An overview of some capabilities missing from our frontier models. This is a list of problems, not solutions.
Xander Dunn, 19 March 2025
What are the most important problems in your field and why aren't you working on them? - Richard Hamming
Today's AI is rife with dichotomies. Our frontier models achieve PhD-level performance on some academic benchmark tests. They rank as the 175th best competitive programmer in the world. But these same models fall flat on really basic tasks. Our best models haven't learned the formula for fundamental arithmetic. Models get worse the more they think about some problems. I have an "elite coder" on my laptop, but still no robot in my house that can open my refrigerator door, and it's not a hardware limitation. Supposedly nearly all code will soon be written by AI, but everyone is still at a shortage of great engineers. In no particular order, here are some capabilities we're missing:
AlphaProof Team member: "These machines don't have their own notion of what questions are interesting."
The way our current models learn is like asking a friend to answer everything for them. We lack models that learn everything they need to know simply from interacting with the world. Training on everything everyone has ever said is like asking every friend in the world. Asking a friend isn't intelligence. What would an AI look like that could simply learn all it needs to learn through direct interaction with the world?
What model will be able to do well on the ARC Prize without training on any ARC samples? Human intelligence is interesting because we can do well on ARC without having ever seen any data samples. It’s tough to say that LLMs generalize because they’re trained on everything.
We are lacking agency, planning, and correctness verification.
LLMs are not good at verifying the correctness of their outputs. See Rich Sutton on this topic in 2001.
Planning requires long time horizon consistency. A human can plan to buy a house in 20 years and make it happen.
Satya Nadella: AI has not yet had consequential economic impact.
We lack sample efficiency
Yann LeCun: It would take a human thousands of years to read everything transformers are trained on. It takes a teenager just a few hours to become good at driving. Why don't we have an AI that can learn to drive in 20 hours of practice without killing itself?
Agency. Do we expect this to emerge from LLMs + sufficient RL post-training?
Reasoning - will produce unpredictable (creative) outputs. Geoffrey Hinton, Feb 2025: "It's got the potential to be extremely creative, but I agree it's not there yet."
Self-awareness. We are a part of our own world model, AIs will see themselves as part of their own world model.
Unlimited context windows. Want to attend to trillions of tokens. Could it attend to every email and message and photo you've ever had and use that?
Continual learning rather than starting over.
Sparsity. Different parts of a model better at different things, so that we can activate a small part of the model at inference time based on the task.

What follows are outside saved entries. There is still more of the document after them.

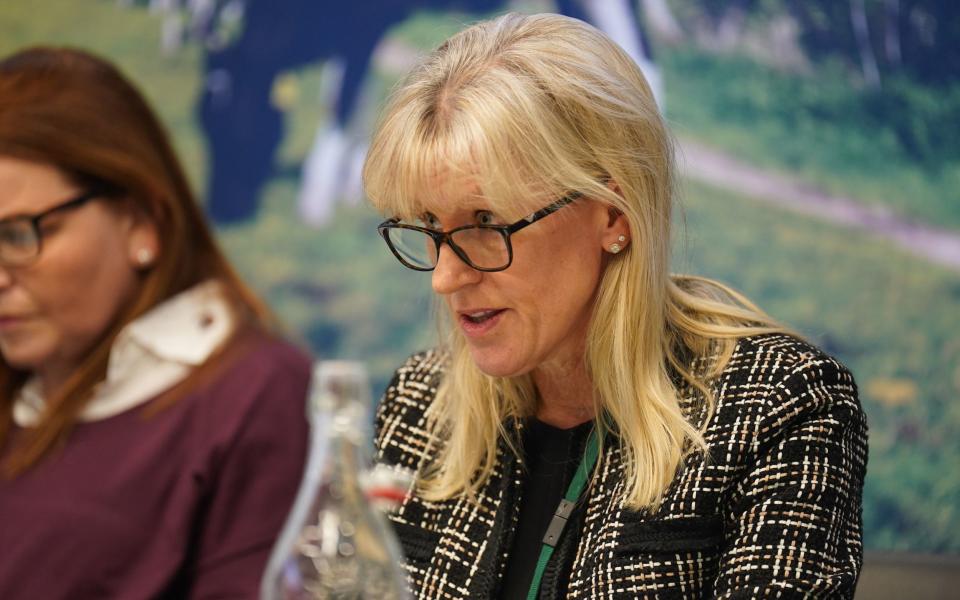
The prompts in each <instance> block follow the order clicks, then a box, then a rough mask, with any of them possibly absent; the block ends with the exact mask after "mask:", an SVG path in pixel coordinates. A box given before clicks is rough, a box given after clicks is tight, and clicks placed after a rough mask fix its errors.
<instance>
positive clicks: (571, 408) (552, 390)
mask: <svg viewBox="0 0 960 600" xmlns="http://www.w3.org/2000/svg"><path fill="white" fill-rule="evenodd" d="M533 382H534V384H535V385H536V386H537V392H538V394H539V399H538V401H537V412H536V417H537V419H539V420H540V421H543V422H544V423H546V424H548V425H552V426H554V427H558V428H560V429H569V428H571V427H576V426H577V425H579V424H581V423H586V422H587V421H589V420H591V419H593V418H594V416H595V415H596V407H595V405H594V402H593V383H592V382H591V381H590V378H589V377H588V376H587V368H586V365H584V364H583V361H582V360H578V361H576V362H574V363H572V364H567V365H560V366H554V367H544V366H541V367H539V368H538V369H537V370H536V371H534V372H533Z"/></svg>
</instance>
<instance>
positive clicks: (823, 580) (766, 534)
mask: <svg viewBox="0 0 960 600" xmlns="http://www.w3.org/2000/svg"><path fill="white" fill-rule="evenodd" d="M446 360H447V358H446V356H445V355H444V354H443V353H442V352H439V351H428V352H425V353H421V354H418V355H415V356H413V357H411V358H410V359H409V360H408V361H407V362H406V363H405V364H404V365H403V366H402V367H401V368H400V369H399V370H398V371H397V372H396V375H395V377H394V379H393V381H392V383H391V384H390V386H389V387H388V388H387V391H386V393H385V395H384V397H383V400H382V402H381V404H380V406H379V408H378V411H377V418H376V446H377V453H378V458H379V459H380V460H381V461H382V462H385V463H387V464H391V465H395V466H396V467H397V468H406V469H410V470H412V471H414V472H418V471H420V470H421V469H423V468H424V467H425V465H427V464H428V462H429V461H430V460H431V459H433V458H434V457H436V455H437V454H436V453H437V449H438V448H439V444H442V443H443V440H437V439H431V436H430V433H429V431H428V430H427V424H426V416H425V413H426V411H427V409H428V407H429V406H430V403H431V402H432V400H433V397H434V394H435V393H436V389H437V385H438V383H439V382H440V381H441V379H442V377H443V374H444V369H445V368H446ZM711 387H712V390H713V393H714V397H715V401H716V408H715V411H714V413H713V415H712V417H711V418H710V419H709V422H708V423H707V424H706V427H705V429H704V436H705V439H706V442H707V444H708V447H709V455H708V456H703V455H695V456H693V457H691V458H689V459H688V460H687V461H686V462H685V464H684V465H683V466H682V467H681V469H680V470H679V471H678V473H677V475H676V477H675V479H674V480H673V483H672V484H671V485H670V487H669V488H668V490H667V491H666V493H665V497H664V500H663V502H662V504H661V505H660V506H659V508H658V509H656V510H655V511H635V510H631V509H629V508H627V507H626V506H624V502H623V498H622V495H623V491H624V480H623V473H624V471H623V462H622V459H621V451H620V448H619V445H618V444H617V443H607V444H605V447H604V450H603V455H602V456H601V459H600V461H599V462H598V469H597V472H596V473H594V478H593V481H592V482H591V484H590V486H589V487H588V488H587V490H586V491H585V493H584V497H582V498H581V501H580V503H579V505H578V510H577V512H576V513H575V515H574V517H573V518H572V519H571V522H570V523H569V524H568V526H567V528H566V530H565V532H564V535H563V538H562V539H561V540H560V542H559V544H558V547H557V552H556V553H555V555H554V560H553V561H552V562H551V565H550V567H548V569H547V572H546V574H545V576H544V579H543V585H542V587H541V592H540V596H539V597H540V598H573V599H579V598H658V599H659V598H662V599H668V598H743V599H746V598H810V597H816V598H852V597H853V592H854V587H855V585H856V581H857V576H858V574H859V570H860V565H861V562H862V547H861V541H860V539H861V494H862V488H863V478H864V473H865V467H866V458H867V446H866V420H865V417H864V414H863V412H862V410H861V408H860V404H859V402H858V400H857V390H856V385H855V384H854V381H853V378H852V376H851V375H850V373H849V372H848V371H847V370H846V369H845V368H844V367H843V366H842V365H840V364H839V363H838V362H836V361H835V360H834V359H832V358H830V357H829V356H826V355H825V354H823V353H822V352H820V351H819V350H817V349H816V348H814V347H812V346H810V345H808V344H806V343H804V342H801V341H799V340H797V339H795V338H793V337H789V336H785V335H764V336H756V337H752V338H745V339H742V340H740V341H739V343H738V345H737V347H736V350H735V352H734V354H733V357H732V359H731V360H730V362H729V364H728V366H727V367H726V368H725V370H724V371H723V373H722V374H721V375H720V376H719V377H717V378H716V379H715V380H714V381H713V382H712V385H711ZM681 391H684V390H683V389H681ZM684 396H685V400H684V401H683V406H684V410H685V411H687V414H688V415H689V418H691V419H692V420H694V421H695V422H696V420H697V419H698V418H701V419H702V418H704V416H705V412H704V411H703V410H702V408H700V409H698V408H696V407H698V406H702V403H700V402H695V401H694V395H693V393H692V392H691V391H690V390H685V394H684ZM698 414H699V415H700V416H699V417H698V416H697V415H698ZM517 424H518V422H511V423H507V426H508V431H509V430H511V428H512V429H513V430H516V429H517V427H516V425H517ZM522 480H523V472H522V465H521V464H520V459H519V458H517V457H516V455H515V454H514V453H513V452H512V451H511V450H510V448H509V446H508V445H507V443H506V442H505V441H503V440H502V441H501V443H500V447H499V449H498V456H497V464H496V468H495V470H494V473H493V475H492V476H491V477H490V478H489V480H488V481H487V482H485V484H484V485H483V487H482V489H481V491H480V493H479V496H478V500H479V502H472V501H470V500H467V499H462V498H455V499H451V500H446V501H442V502H430V501H426V500H424V499H422V498H420V497H419V496H417V494H416V493H415V492H414V491H412V492H411V494H410V495H408V496H407V498H406V499H405V500H404V501H403V502H402V504H401V505H400V506H399V508H398V509H397V510H396V511H395V512H394V513H392V514H391V515H390V519H391V521H392V523H393V525H394V529H395V531H396V532H397V534H398V537H399V538H400V541H401V544H402V546H403V549H404V552H405V555H406V561H405V568H406V572H407V575H408V577H409V581H410V584H411V588H412V589H413V591H414V595H415V596H416V597H418V598H431V599H433V598H494V597H497V596H498V587H499V584H500V581H501V578H502V576H503V573H504V570H505V565H506V557H507V553H508V552H509V550H510V548H511V545H512V539H513V538H512V534H513V531H514V530H515V524H516V520H517V515H518V512H519V499H520V493H521V491H522V490H521V487H522V486H521V482H522ZM551 510H552V508H551ZM571 530H572V532H571Z"/></svg>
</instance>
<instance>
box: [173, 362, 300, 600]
mask: <svg viewBox="0 0 960 600" xmlns="http://www.w3.org/2000/svg"><path fill="white" fill-rule="evenodd" d="M268 361H269V362H270V363H272V364H271V365H270V366H269V367H268V368H266V372H265V373H262V374H258V375H253V374H251V373H250V372H249V370H248V371H247V372H246V373H240V374H239V376H237V377H236V380H235V381H232V382H230V383H229V384H228V385H226V386H219V387H220V389H219V391H218V392H216V393H219V394H223V395H224V396H230V398H229V405H230V407H233V408H235V409H236V410H237V411H238V412H242V415H238V416H236V422H235V426H231V434H230V437H229V438H228V439H225V440H224V442H223V444H222V445H221V446H220V447H219V448H218V450H217V452H216V456H215V458H214V460H215V462H216V465H215V467H214V468H213V469H212V472H213V473H214V475H213V477H212V479H211V481H210V482H209V485H208V492H207V497H206V502H205V505H206V506H205V509H204V510H203V511H202V512H201V514H200V516H199V518H198V523H197V524H196V525H195V527H196V530H195V531H196V533H195V536H196V540H195V542H194V544H193V546H194V547H193V549H192V552H193V556H192V559H191V560H190V562H191V563H192V565H191V566H189V567H188V569H189V570H190V571H191V573H190V575H189V578H190V580H191V581H190V585H189V590H190V591H189V598H191V599H207V600H213V599H221V598H223V599H226V598H231V599H233V598H236V599H241V598H243V599H246V598H250V599H254V598H257V597H259V589H260V580H261V577H262V574H263V570H264V568H265V566H266V562H267V559H268V558H269V555H270V552H271V550H272V548H273V544H274V542H275V540H276V537H277V535H278V533H279V531H280V529H281V527H282V526H283V523H284V522H285V520H286V517H287V514H288V512H289V510H290V507H291V506H292V504H293V499H294V497H295V495H296V492H297V489H298V488H299V483H300V479H301V476H302V474H303V466H304V462H305V458H306V450H307V444H308V437H309V427H308V424H307V420H306V413H305V406H306V391H307V386H308V382H309V377H310V370H309V363H308V362H307V360H306V359H305V358H304V357H302V356H300V355H299V354H295V353H294V352H292V351H290V352H285V353H284V354H283V355H282V356H279V357H268ZM261 368H262V363H261ZM240 370H241V371H244V369H240ZM245 375H246V377H245ZM240 398H244V399H243V400H242V401H240ZM211 400H217V401H214V402H211V405H219V406H221V407H226V405H227V402H226V401H222V400H223V399H222V398H221V399H211ZM224 410H227V409H226V408H224ZM230 419H231V417H229V416H226V415H223V414H221V415H220V421H221V422H222V421H228V420H230ZM213 427H216V426H213ZM234 427H235V428H234Z"/></svg>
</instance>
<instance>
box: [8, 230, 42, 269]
mask: <svg viewBox="0 0 960 600" xmlns="http://www.w3.org/2000/svg"><path fill="white" fill-rule="evenodd" d="M39 251H40V240H39V239H37V231H36V229H35V228H34V226H33V223H31V222H30V220H29V219H15V220H12V221H7V222H5V223H0V262H2V263H3V264H6V265H20V264H24V263H27V262H30V261H31V260H33V259H34V258H35V257H36V256H37V254H38V253H39Z"/></svg>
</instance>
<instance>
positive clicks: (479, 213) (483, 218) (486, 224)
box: [474, 210, 497, 225]
mask: <svg viewBox="0 0 960 600" xmlns="http://www.w3.org/2000/svg"><path fill="white" fill-rule="evenodd" d="M474 218H475V219H476V221H477V224H478V225H496V223H497V218H496V217H494V216H493V213H492V212H490V211H489V210H478V211H477V212H476V216H475V217H474Z"/></svg>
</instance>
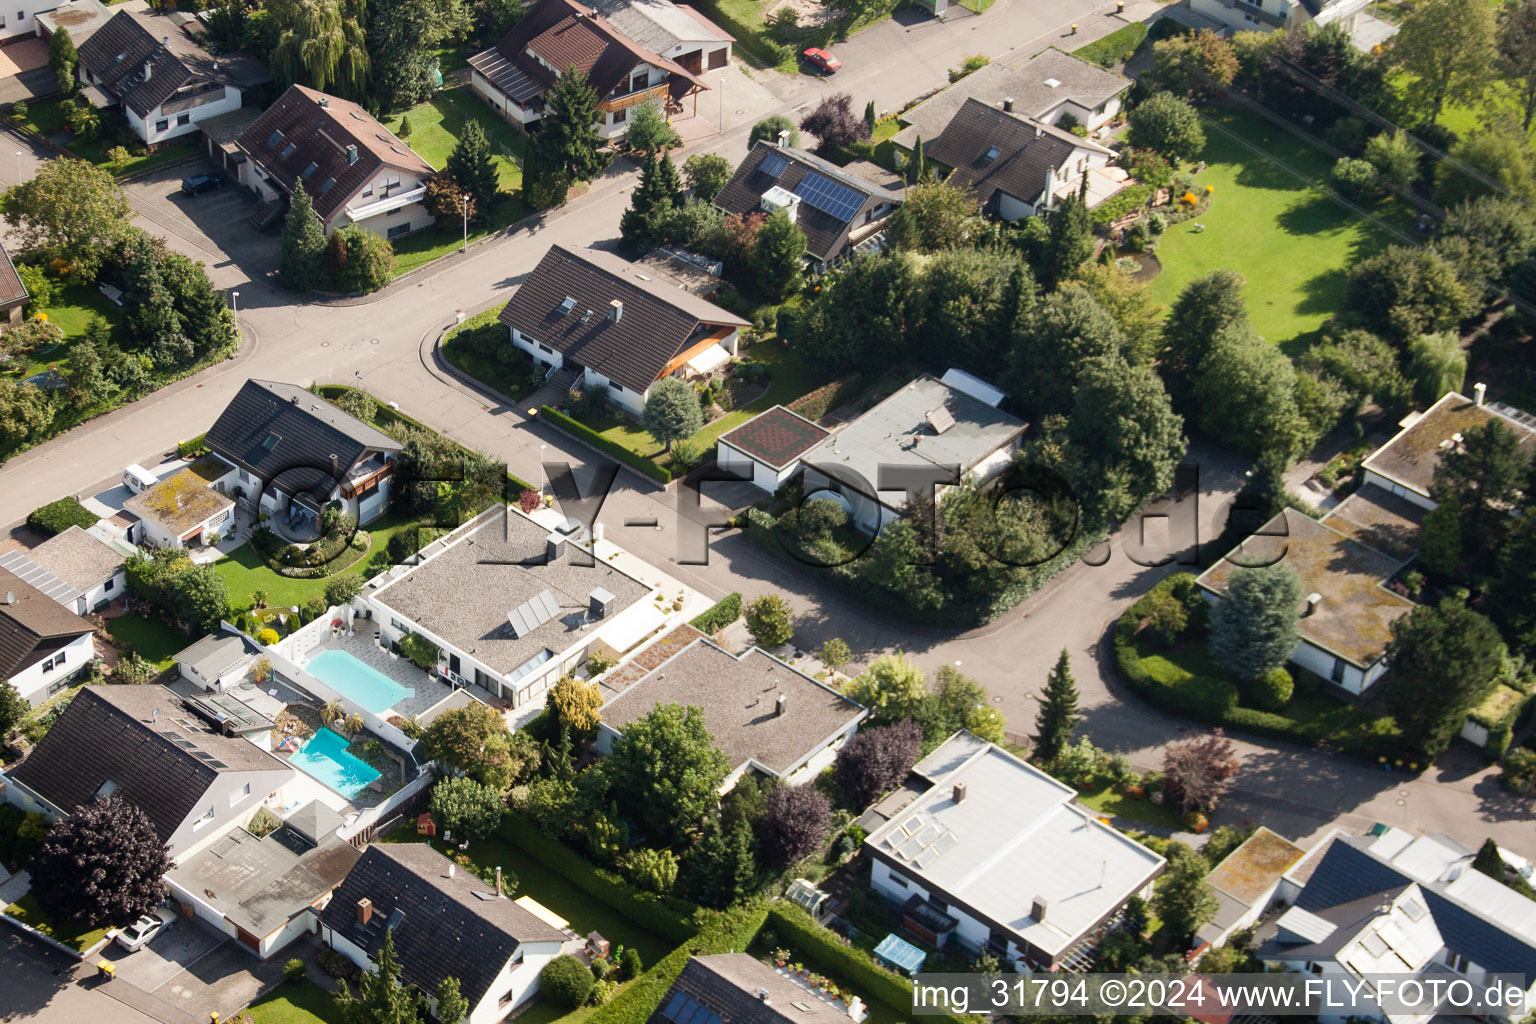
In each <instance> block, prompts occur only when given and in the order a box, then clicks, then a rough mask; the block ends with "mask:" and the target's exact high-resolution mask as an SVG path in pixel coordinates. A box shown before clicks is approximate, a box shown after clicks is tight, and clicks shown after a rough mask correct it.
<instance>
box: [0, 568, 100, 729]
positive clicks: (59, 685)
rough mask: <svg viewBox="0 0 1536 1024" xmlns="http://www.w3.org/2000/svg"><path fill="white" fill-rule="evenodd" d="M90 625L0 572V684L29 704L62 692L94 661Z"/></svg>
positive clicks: (30, 585)
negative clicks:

Organically growing models. MoE is a step in that direction. Want to grow experts in certain areas as needed.
Better pre training algorithms. Maybe we should think a lot harder about some tokens rather than treating everything equally.
Pre-training may not be dead even if we've run out of data: Pre-train a hundred epochs over the world's text data and use dropout
Joscha Bach
We need more people working on consciousness. To understand it with machine intelligence.
We don't have an AI that can recreate itself. What minimal thing do you need on a lonely island to recreate yourself? A lonely island could be a GPU, for example.
Controllable world modeling with realistic physics and causality. Would be very useful for long tail event simulation but we tend to be worst at generating long tail events realistically.
We're still lacking good sim2real for tactile control, like grasping. The transfer from simulation to real world does not work well.
We need architectures with search built into them. With existing LLMs we have to bolt search on top of them after the fact.
Andrej Karpathy: Current models lack the ability to produce good humor.
No model can write an original standup set that is hilarious. Even better - a model that can deliver a standup set that is hilarious.
We are lacking a theory of intelligence, or a theory of deep learning. When a particular change improves performance, we have at best loose intuitions for why that may be.
Noam Shazeer points out that AI is like 15th century alchemy: We just try things and experimentally discover what works.